Monday, December 9, 2013

Puff the Magic Pastry


So in my foods classes at work, we cover a pastry unit. We had previously done 3 different labs- beef empanadas where they made their own pastry dough from scratch, mile high peanut butter pie where they make a crumb crust for a crème pie, and apple turnovers using a store-bought puff pastry product (with filling from scratch of course).

Well those store bought puff pastries are not cheap and the budget has been very tight this year. We always pride ourselves in giving our kids high-quality labs. This is the basic culinary arts class after all. We're going to be as healthy as we can, as tasty as we can, and we avoid "cooking from a box." So it made sense for us to drop those store-bough pastries and make our own.

Because the pastry dough has to chill overnight, we had a 2-day lab. Kids already have to peel and slice their apples the day before so we weren't adding time onto the calendar or anything. Overall things seemed to go OK today but the true test will be tomorrow when the pastry dough bakes! I'll let you know how it goes. In the meantime, here's the recipe:

Simple Puff Pastry:
2 cups flour
1/4 tsp salt
3 1/4 sticks cold butter (that's 1 1/2 cups plus 2 tablespoons)
3/4 cup ice cold water

Mix the flour and salt then cut in the butter. Work quickly so the butter doesn't get too warm, you want it to stay in solid clumps when working the dough. Stir in the water with a fork until everything is moistened. The dough will be very sticky.

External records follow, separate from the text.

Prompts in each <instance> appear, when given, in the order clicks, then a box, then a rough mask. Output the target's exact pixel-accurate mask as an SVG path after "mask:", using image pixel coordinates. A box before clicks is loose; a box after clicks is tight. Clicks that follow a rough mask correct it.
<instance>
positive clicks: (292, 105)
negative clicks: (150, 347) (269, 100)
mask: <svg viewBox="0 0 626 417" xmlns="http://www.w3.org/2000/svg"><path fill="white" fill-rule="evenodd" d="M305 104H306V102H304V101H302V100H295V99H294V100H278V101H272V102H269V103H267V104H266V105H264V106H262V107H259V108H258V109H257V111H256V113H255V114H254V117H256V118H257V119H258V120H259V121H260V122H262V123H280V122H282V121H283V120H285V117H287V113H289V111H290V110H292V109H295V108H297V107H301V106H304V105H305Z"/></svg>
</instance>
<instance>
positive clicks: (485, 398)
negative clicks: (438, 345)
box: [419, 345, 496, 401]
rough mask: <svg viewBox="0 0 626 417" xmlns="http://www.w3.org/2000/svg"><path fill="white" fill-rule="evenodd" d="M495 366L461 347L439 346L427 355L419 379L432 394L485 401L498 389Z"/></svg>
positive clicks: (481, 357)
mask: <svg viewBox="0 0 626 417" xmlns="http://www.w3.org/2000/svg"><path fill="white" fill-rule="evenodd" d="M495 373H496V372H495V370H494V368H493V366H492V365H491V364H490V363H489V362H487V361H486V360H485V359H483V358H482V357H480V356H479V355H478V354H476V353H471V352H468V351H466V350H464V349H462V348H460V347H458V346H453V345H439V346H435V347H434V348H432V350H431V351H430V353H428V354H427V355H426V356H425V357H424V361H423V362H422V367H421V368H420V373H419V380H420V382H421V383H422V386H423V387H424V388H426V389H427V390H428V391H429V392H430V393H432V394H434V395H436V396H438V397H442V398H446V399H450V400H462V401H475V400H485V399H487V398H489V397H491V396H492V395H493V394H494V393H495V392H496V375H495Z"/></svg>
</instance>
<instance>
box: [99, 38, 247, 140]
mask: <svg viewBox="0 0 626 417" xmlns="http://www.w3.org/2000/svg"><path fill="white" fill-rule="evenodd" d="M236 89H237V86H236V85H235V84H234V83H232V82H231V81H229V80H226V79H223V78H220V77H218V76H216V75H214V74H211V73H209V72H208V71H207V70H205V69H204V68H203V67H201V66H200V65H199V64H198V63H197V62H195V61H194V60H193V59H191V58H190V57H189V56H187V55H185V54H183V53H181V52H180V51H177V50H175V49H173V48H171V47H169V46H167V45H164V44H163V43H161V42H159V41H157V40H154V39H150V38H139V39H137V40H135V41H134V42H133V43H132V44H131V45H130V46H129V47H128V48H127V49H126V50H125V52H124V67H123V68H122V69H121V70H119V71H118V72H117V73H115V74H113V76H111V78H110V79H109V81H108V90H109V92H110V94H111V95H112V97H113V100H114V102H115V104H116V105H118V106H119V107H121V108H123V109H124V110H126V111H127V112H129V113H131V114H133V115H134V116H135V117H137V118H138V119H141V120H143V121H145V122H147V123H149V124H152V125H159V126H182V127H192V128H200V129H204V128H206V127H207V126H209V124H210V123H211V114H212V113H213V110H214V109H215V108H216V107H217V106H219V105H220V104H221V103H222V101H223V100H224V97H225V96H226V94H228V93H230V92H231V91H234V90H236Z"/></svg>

Turn the dough out onto a well-floured surface. Pat it into a loaf then roll out into a rough rectangle. Fold it in thirds like you were folding a brochure. This creates the layers. Pick up the folded dough and rotate it, making sure to re-flour underneath so it doesn't stick to the counter. Roll it out again into the rectangle shape. Then fold again. Repeat this roll and fold process about 5 times before finally folding it into a tidy little brick. Wrap in saran wrap and let chill a minimum of 2 hours. Bring the dough out again and repeat the roll and fold another 3 times. Then you can roll the dough out to use as needed. It should bake at 425 degrees.